Over the years, several detractors have accused Luttazzi of "plagiarism". One of the most assiduous was Christian Rocca, a journalist from Il Foglio (a conservative newspaper controlled by Silvio Berlusconi's family): after the first episodes of "Satyricon" (Rai 2, 2001), Rocca accused Luttazzi of copying the David Letterman Show. Luttazzi replied that "Satyricon" was a parody of Letterman. Rocca took things further in 2007, claiming that the joke about Giuliano Ferrara, which led to the closure of the program "Decameron" (La7), was plagiarism from Bill Hicks. In 2012 a judge ruled the joke was not plagiarized and La7 was sentenced to pay 1,200,000 euro as compensation to Luttazzi.[7]

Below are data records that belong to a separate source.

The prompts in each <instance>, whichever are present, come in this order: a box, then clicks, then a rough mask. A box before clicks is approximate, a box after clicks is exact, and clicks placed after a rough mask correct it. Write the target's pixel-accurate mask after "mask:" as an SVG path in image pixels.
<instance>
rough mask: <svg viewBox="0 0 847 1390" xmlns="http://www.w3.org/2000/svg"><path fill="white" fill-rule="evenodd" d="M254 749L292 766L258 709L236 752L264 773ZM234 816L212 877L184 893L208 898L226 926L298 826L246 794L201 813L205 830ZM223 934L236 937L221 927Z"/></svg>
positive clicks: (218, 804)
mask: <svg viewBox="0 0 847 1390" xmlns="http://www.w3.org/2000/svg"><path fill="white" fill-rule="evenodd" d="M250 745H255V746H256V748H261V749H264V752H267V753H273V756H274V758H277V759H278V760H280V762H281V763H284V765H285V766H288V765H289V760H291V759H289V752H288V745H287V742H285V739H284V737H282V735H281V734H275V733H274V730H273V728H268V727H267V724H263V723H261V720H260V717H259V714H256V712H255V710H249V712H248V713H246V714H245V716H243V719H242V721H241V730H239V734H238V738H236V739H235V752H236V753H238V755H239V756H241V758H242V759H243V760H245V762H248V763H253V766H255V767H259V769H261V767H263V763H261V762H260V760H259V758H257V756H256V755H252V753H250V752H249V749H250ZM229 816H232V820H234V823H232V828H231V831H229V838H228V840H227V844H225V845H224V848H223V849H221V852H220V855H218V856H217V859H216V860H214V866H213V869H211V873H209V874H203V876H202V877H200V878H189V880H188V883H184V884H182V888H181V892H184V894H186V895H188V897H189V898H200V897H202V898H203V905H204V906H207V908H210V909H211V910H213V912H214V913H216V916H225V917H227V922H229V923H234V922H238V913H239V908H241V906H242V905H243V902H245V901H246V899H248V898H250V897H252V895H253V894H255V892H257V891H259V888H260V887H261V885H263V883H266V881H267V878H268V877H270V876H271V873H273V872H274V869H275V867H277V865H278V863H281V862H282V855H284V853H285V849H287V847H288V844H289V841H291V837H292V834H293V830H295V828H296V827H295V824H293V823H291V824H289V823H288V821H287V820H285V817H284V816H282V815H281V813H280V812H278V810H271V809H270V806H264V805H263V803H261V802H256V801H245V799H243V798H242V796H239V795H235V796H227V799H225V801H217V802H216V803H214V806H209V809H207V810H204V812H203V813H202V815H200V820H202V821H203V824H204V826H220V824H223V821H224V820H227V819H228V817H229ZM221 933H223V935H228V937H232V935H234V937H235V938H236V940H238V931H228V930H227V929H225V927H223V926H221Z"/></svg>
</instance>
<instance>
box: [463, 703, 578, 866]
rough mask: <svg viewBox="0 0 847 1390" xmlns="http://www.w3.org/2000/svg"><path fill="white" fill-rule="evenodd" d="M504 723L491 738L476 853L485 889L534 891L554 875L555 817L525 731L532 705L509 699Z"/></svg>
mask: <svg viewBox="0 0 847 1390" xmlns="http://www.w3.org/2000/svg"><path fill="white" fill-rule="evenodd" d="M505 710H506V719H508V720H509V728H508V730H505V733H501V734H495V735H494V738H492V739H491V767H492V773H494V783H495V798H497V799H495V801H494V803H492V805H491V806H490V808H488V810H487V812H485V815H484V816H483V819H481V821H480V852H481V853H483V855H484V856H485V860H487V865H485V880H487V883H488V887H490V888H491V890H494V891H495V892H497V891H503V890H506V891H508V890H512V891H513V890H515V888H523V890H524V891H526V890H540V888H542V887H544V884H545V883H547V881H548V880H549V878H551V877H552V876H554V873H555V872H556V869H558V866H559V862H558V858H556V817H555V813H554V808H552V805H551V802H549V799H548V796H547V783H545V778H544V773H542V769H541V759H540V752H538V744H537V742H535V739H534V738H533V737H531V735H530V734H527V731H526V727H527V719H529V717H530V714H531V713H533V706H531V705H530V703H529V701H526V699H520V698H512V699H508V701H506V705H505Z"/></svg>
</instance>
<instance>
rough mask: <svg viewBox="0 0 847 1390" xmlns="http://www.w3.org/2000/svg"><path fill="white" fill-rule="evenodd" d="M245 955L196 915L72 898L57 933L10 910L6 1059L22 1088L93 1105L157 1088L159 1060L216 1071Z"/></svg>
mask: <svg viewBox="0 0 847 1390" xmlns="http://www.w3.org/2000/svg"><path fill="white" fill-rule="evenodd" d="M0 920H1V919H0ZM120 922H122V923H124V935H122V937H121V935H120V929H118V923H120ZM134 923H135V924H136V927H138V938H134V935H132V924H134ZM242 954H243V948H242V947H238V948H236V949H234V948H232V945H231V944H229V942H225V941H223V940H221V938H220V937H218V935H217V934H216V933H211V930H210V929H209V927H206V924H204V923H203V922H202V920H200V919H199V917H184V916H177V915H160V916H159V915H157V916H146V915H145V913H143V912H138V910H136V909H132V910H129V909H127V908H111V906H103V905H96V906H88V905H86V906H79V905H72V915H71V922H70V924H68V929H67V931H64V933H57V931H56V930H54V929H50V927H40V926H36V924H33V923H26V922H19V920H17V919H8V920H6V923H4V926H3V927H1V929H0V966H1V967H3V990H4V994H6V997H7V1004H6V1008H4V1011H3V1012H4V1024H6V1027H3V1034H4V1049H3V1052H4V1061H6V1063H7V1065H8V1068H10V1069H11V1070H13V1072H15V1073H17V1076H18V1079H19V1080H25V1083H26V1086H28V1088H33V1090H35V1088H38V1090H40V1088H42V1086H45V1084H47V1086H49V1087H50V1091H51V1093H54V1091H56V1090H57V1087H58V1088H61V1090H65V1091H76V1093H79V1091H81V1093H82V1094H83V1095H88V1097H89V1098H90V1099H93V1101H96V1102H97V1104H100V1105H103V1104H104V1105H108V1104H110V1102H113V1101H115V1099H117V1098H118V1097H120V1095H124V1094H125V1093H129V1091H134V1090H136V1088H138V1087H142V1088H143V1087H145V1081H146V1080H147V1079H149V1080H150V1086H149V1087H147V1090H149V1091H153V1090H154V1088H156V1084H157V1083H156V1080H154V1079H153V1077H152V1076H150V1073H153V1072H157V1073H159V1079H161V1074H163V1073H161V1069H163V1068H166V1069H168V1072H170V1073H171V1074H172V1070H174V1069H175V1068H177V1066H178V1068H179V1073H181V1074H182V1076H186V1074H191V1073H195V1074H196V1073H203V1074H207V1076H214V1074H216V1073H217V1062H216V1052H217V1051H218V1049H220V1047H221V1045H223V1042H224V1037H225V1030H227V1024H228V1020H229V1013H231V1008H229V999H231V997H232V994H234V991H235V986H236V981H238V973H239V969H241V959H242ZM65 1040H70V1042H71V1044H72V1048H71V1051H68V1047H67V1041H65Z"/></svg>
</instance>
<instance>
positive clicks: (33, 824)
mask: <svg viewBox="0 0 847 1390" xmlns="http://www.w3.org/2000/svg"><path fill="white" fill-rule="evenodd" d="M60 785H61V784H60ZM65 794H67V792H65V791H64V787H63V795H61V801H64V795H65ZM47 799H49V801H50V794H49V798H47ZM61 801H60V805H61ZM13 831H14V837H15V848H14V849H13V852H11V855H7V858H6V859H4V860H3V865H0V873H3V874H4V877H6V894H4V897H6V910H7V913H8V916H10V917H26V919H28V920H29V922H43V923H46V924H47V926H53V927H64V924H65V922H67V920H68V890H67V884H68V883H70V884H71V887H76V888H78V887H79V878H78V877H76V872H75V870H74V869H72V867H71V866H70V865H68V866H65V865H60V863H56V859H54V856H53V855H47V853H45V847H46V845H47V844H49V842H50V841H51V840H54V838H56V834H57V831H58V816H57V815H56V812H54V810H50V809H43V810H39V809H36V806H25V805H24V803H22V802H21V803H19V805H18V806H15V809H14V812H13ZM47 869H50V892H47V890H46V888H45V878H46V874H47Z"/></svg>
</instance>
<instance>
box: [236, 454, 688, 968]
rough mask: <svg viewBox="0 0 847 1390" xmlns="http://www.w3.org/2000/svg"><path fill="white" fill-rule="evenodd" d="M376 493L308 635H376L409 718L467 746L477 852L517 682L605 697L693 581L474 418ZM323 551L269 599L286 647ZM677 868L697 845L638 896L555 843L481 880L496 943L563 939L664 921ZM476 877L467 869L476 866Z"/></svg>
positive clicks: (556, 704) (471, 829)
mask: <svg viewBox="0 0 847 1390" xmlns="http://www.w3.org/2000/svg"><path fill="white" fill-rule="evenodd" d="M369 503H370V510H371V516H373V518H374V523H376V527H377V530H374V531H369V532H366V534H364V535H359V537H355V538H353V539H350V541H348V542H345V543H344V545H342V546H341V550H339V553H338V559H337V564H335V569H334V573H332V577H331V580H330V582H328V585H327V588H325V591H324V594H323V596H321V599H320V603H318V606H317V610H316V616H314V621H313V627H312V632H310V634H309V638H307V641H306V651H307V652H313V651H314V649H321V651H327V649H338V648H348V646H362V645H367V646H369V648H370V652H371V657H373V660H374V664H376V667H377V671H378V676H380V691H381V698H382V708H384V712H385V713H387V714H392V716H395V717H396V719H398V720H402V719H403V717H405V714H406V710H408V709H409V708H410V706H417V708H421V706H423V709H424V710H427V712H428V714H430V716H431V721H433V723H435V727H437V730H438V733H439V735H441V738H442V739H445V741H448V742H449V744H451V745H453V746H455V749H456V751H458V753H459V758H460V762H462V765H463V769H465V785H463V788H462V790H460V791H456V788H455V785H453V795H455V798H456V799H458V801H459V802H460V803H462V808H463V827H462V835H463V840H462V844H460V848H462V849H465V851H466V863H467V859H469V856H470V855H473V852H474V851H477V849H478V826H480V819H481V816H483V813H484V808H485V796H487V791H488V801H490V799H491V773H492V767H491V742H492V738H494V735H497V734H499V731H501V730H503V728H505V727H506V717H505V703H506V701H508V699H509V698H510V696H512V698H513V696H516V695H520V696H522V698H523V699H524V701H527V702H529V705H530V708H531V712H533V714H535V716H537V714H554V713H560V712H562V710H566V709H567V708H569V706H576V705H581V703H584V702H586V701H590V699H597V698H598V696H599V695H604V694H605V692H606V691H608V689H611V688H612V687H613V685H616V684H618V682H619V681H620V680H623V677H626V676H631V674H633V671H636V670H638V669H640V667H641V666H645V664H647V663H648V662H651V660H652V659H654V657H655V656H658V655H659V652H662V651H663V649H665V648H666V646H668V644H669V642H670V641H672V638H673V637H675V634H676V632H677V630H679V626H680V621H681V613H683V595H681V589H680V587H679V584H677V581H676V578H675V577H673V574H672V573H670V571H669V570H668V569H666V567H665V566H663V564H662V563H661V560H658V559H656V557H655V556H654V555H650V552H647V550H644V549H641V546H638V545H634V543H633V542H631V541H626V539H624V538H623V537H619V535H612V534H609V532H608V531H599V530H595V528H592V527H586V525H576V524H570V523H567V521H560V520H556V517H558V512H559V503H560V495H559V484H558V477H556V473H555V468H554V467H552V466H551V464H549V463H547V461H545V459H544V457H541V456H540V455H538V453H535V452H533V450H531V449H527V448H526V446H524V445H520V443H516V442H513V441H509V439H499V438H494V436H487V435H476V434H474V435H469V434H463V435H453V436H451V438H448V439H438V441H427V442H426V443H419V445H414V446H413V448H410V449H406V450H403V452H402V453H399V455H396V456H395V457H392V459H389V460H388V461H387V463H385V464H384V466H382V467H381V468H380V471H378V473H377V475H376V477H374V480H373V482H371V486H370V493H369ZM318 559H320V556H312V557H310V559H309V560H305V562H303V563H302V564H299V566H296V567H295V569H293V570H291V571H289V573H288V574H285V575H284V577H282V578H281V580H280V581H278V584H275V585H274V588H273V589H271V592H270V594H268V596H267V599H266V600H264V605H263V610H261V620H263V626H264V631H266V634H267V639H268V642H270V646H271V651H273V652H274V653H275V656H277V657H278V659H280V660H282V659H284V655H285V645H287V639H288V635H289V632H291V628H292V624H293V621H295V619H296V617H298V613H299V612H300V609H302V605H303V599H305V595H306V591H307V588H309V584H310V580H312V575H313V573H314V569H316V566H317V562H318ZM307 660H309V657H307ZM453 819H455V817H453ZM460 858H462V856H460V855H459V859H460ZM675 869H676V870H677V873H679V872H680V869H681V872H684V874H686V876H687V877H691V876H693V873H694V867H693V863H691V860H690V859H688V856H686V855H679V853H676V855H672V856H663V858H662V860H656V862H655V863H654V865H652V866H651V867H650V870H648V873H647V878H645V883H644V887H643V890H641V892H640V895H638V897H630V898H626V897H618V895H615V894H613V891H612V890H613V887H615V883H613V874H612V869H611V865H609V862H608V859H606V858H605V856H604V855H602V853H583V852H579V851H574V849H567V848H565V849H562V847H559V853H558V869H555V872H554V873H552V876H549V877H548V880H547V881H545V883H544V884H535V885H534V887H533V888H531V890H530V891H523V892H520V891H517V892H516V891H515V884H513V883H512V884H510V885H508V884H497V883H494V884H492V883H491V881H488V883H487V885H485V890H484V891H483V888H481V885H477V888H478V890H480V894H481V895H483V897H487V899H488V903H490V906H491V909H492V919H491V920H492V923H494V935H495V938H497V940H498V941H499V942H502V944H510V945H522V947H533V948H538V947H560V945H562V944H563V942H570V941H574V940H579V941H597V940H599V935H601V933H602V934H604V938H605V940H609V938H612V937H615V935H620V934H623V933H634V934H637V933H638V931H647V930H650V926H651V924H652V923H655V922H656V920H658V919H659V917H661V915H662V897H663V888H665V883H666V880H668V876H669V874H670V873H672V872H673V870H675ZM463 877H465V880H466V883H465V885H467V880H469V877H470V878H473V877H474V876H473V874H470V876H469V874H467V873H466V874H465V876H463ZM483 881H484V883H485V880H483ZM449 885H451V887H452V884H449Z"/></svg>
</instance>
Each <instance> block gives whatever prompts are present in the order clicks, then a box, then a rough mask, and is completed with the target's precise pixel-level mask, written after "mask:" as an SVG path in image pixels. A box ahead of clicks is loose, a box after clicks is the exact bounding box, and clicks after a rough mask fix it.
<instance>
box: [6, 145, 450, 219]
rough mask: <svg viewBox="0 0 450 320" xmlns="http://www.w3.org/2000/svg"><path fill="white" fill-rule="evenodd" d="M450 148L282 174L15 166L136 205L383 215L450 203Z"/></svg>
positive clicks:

In January 2008 an anonymous blog listed a series of jokes in English claiming that Luttazzi had "plagiarized" them, and in June 2010, two months after Luttazzi's tv monologue on "Raiperunanotte", an anonymous video was released online comparing jokes by English-speaking comedians with jokes by Luttazzi. Italian newspapers reported the news.[8] Luttazzi replied that that video was defamatory because it did not tell the whole truth: since the opening of his blog (2005) he has invited fans to find the quotes hidden in his monologues, through a game reported on the blog's home page, the "treasure hunt".[9] Luttazzi also calls the allegations "naive", explaining why those jokes are not "plagiarized", but "calqued", which is a fair use of original material.[10]
Five years before those allegations, Luttazzi wrote that he adds famous comedians' material to his work as a defense against the million-euro lawsuits he has to face because of his satire. Luttazzi calls his ruse "the Lenny Bruce trick" after a similar trick played by his hero, Lenny Bruce.[11] Luttazzi asks his readers to find out the original jokes. He awards a prize to anyone who finds a "nugget", i.e. a reference to famous jokes: he calls the game "treasure hunt".[12] Luttazzi's blog lists all the comedians and writers quoted in his works.
In 2014, an academic paper explained why Luttazzi's jokes are his own and not "plagiarized" ones.[13] The essay positively evaluated Luttazzi's rewritings of pre-existing materials, defining them as transcreations, or creative translations that add new meanings to the sources, with the aim of modifying the cultural canon of their country.
In Luttazzi's defense, film director Roberto Faenza quoted Roberto Benigni: Benigni compares Luttazzi's copying to the greatest artists' copying, writers like Virgil, Ovid, Dante, Shakespeare, Buster Keaton, Eduardo De Filippo, and Woody Allen.[14]